On appeal, Vinton challenges (1) the sufficiency of the evidence supporting the drug counts, (2) the district court's determination of the quantity of methamphetamine attributable to him, and (3) his two-level sentencing enhancement for obstruction of

-3- justice. He also argues that the district court violated his Sixth Amendment right to have a jury make the findings on drug quantity and obstruction of justice.

I.

Vinton contends that there was insufficient evidence to prove that he was guilty of conspiracy to distribute methamphetamine and of possession with the intent to distribute methamphetamine. This argument was preserved by his motion for judgment of acquittal at the close of the government's case. In reviewing sufficiency of the evidence claims, we view the evidence in the light most favorable to the government, with all reasonable inferences and credibility determinations made in support of the jury's verdict. See Glasser v. United States, 315 U.S. 60, 80 (1942); United States v. McDougal, 137 F.3d 547, 553 (8th Cir. 1998). "We must uphold the verdict if any reasonable jury could have found the elements of the crime beyond a reasonable doubt." McDougal, 137 F.3d at 553. We will reverse only if the jury must have had a reasonable doubt about an essential element of the crime. Id.
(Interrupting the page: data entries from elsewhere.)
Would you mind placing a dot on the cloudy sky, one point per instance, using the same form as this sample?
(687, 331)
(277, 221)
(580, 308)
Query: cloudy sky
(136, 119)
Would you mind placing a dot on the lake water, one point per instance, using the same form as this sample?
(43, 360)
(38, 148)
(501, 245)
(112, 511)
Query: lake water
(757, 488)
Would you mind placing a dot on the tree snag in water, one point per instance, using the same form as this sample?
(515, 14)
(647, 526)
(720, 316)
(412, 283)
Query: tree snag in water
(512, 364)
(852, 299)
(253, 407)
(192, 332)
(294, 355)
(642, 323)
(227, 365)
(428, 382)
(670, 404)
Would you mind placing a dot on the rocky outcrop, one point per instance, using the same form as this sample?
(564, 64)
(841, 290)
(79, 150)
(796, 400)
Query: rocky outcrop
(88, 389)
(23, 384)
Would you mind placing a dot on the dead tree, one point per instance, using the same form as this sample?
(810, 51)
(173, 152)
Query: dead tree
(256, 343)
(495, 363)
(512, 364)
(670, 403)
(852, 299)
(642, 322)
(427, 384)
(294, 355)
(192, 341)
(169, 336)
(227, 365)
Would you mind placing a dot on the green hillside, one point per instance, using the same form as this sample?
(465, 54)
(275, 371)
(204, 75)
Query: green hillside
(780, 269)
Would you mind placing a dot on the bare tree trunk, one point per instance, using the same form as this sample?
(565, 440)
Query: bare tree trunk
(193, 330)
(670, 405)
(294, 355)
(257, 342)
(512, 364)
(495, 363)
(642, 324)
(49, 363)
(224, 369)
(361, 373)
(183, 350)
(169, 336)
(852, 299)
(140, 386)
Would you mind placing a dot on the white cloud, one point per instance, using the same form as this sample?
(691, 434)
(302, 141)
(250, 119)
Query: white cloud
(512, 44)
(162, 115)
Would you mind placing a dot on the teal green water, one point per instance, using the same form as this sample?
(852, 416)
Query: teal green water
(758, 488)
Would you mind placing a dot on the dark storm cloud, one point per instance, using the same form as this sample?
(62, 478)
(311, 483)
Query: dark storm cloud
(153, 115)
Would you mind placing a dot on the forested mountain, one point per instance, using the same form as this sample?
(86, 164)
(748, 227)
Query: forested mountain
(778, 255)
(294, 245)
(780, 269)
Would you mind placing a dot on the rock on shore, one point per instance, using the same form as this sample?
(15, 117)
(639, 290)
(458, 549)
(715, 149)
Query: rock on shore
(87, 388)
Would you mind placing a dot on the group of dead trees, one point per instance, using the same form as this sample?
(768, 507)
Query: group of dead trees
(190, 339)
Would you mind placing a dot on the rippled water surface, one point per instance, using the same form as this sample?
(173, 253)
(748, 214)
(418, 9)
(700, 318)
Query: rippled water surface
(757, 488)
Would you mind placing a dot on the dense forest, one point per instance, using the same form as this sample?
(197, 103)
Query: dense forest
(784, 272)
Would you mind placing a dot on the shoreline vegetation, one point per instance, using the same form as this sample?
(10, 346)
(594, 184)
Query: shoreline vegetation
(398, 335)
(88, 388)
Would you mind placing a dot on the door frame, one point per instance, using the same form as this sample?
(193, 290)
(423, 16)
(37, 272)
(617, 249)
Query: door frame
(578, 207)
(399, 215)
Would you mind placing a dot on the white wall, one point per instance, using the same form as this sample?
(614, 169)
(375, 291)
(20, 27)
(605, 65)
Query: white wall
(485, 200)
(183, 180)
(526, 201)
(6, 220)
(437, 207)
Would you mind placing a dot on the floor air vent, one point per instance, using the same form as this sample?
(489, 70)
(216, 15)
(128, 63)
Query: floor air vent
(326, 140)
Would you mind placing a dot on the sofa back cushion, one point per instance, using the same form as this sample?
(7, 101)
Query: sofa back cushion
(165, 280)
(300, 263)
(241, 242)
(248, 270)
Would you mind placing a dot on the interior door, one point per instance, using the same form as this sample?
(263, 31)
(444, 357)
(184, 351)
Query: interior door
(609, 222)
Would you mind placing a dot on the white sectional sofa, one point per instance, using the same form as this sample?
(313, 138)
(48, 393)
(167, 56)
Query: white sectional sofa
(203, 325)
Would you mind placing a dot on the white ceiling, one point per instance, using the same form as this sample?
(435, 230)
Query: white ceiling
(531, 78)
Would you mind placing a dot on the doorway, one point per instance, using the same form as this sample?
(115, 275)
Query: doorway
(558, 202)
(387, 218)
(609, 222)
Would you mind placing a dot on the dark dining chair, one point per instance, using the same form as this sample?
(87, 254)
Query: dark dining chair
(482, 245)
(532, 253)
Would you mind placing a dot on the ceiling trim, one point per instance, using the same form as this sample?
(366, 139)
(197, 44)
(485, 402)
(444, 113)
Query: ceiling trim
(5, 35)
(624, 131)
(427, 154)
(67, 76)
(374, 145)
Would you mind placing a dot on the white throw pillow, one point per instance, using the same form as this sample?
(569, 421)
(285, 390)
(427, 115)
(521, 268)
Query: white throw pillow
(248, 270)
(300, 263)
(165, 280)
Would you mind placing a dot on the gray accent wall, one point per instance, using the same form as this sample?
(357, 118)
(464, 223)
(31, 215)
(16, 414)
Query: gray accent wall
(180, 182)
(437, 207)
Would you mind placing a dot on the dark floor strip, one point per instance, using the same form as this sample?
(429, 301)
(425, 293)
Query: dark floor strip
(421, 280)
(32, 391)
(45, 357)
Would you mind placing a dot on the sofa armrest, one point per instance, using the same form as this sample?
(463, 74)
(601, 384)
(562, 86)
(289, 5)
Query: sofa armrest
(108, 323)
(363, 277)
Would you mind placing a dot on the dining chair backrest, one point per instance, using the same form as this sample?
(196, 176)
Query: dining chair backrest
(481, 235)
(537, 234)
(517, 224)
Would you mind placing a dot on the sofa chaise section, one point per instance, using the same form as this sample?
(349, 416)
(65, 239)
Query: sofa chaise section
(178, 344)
In order to convict Vinton of conspiracy to distribute at least 50 grams of a mixture containing methamphetamine, the jury must have found beyond a reasonable doubt that (1) a conspiracy to distribute the methamphetamine existed; (2) Vinton knew about the conspiracy; and (3) he knowingly became a part of the conspiracy. United States v. Davidson, 195 F.3d 402, 406 (8th Cir. 1999). Vinton argues that the government did not establish that he was an active member of the alleged conspiracy to distribute and that, at best, the government proved that he was in a buyer-seller relationship with members of the conspiracy. Evidence of a "single transient sales agreement" and small amounts of drugs consistent with personal use may indicate that a defendant is only involved in a buyer-seller relationship, rather than a member of the conspiracy. United States v.